The computational research is extremely flexible and thus highly inter-disciplinary in nature, Amin said. When he learned that one of his graduate students had earned a bachelor’s degree in English literature, they teamed up together for a project that requires a deeper understanding of both linguistics and natural language processing (NLP). Using language features such as syntax, and the conceptual framework on which a piece of literature is based, they created NLP models to make predictions about a book’s success. The model was trained on the properties of other successful books to learn either their ranking on Goodreads or the number of times they’ve been downloaded.

In a similar study, “Stereotypical Gender Associations in Language Have Decreased Over Time” (Sociological Sciences, 2020), Amin used an automated process to scan a million English language books published between 1800 and 2000, and found that while stereotypical gender associations in language have decreased over time, career and science terms still demonstrate positive male gender bias, while family and arts terms still demonstrate negative male gender bias. He then further extended the work at Fordham to produce another research, “A Comparative Study of Language Dependent Gender Bias in the Online Newspapers of Conservative, Semi-conservative and Western Countries.

The success of studies such as these has made Amin confident that he can use the technique to examine documents to detect everything from political leanings to racial bias.

Finding Patterns in Mental Health Hotline Calls

Amin is also working in the area of mental health. In collaboration with NYU and the University of Toronto, he is analyzing five years’ worth of recorded phone conversations from a popular mental health “befriending” hotline in Bangladesh. The goal is to use past records to see if any patterns emerge that can be used for the future. This could be used by healthcare professionals to better tailor messages to the public or adjust staffing levels more efficiently.

“The interesting thing is what people really discuss during, let’s say, the weekend. Is it different from the weekdays? When do you get the most calls? Is it right after you post something where you say, ‘Hey, we’re a befriending service, we’re providing this kind of help?’ When do you get suicidal calls? You can literally change this area by using this modeling,” he said.

So long as there is enough data and computing power, Amin is optimistic that the possibilities for projects using algorithms are nearly endless. One of his projects, for instance, involves the analysis of a billion tweets on Twitter that tries to ascertain what constitutes offensive and biased language. Eventually, he hopes the data collected can be deployed the way Grammarly is used to clean up grammatical mistakes, but to help us identify blind spots in our perspectives.

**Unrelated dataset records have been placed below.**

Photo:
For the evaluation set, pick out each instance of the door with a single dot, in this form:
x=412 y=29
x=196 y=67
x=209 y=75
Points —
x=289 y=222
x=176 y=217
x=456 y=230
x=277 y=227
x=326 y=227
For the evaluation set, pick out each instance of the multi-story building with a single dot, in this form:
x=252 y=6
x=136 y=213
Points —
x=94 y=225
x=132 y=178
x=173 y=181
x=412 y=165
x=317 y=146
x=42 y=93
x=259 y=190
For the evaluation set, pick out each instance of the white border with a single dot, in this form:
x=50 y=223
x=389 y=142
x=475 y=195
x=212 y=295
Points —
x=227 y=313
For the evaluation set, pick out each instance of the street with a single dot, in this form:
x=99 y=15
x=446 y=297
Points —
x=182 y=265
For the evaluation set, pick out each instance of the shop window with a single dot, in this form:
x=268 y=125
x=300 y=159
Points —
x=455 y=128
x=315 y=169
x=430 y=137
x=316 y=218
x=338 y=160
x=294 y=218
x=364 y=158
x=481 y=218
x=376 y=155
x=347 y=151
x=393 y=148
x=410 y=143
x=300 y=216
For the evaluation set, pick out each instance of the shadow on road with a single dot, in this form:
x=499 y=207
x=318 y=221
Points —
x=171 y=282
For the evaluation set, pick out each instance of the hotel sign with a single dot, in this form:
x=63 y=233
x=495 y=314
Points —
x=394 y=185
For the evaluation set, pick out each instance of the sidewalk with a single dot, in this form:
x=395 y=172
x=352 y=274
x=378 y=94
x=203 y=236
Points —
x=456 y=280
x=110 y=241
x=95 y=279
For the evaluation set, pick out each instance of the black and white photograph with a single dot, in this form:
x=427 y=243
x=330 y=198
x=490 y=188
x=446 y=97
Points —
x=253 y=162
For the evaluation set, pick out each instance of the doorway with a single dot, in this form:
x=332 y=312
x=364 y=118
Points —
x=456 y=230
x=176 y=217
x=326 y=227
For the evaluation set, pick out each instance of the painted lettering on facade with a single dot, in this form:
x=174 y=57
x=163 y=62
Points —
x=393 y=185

“I actually published a paper in gender bias, and so I thought. ‘I’m a person without any biases.’ But when I took this psychological test recently, I found that I’m still male-biased,” he said.

“We’re coming from different backgrounds, and all have these kinds of stereotypes within us. So I want to develop a tool that can suggest to you how biased and how offensive the language is that you just wrote to any person or community.”

Even Fordham itself has the potential to be a good research project; Amin has his eyes set on the collections of the University’s library system. “We’re constantly conceptualizing the whole world,” he said. “Why not Fordham?”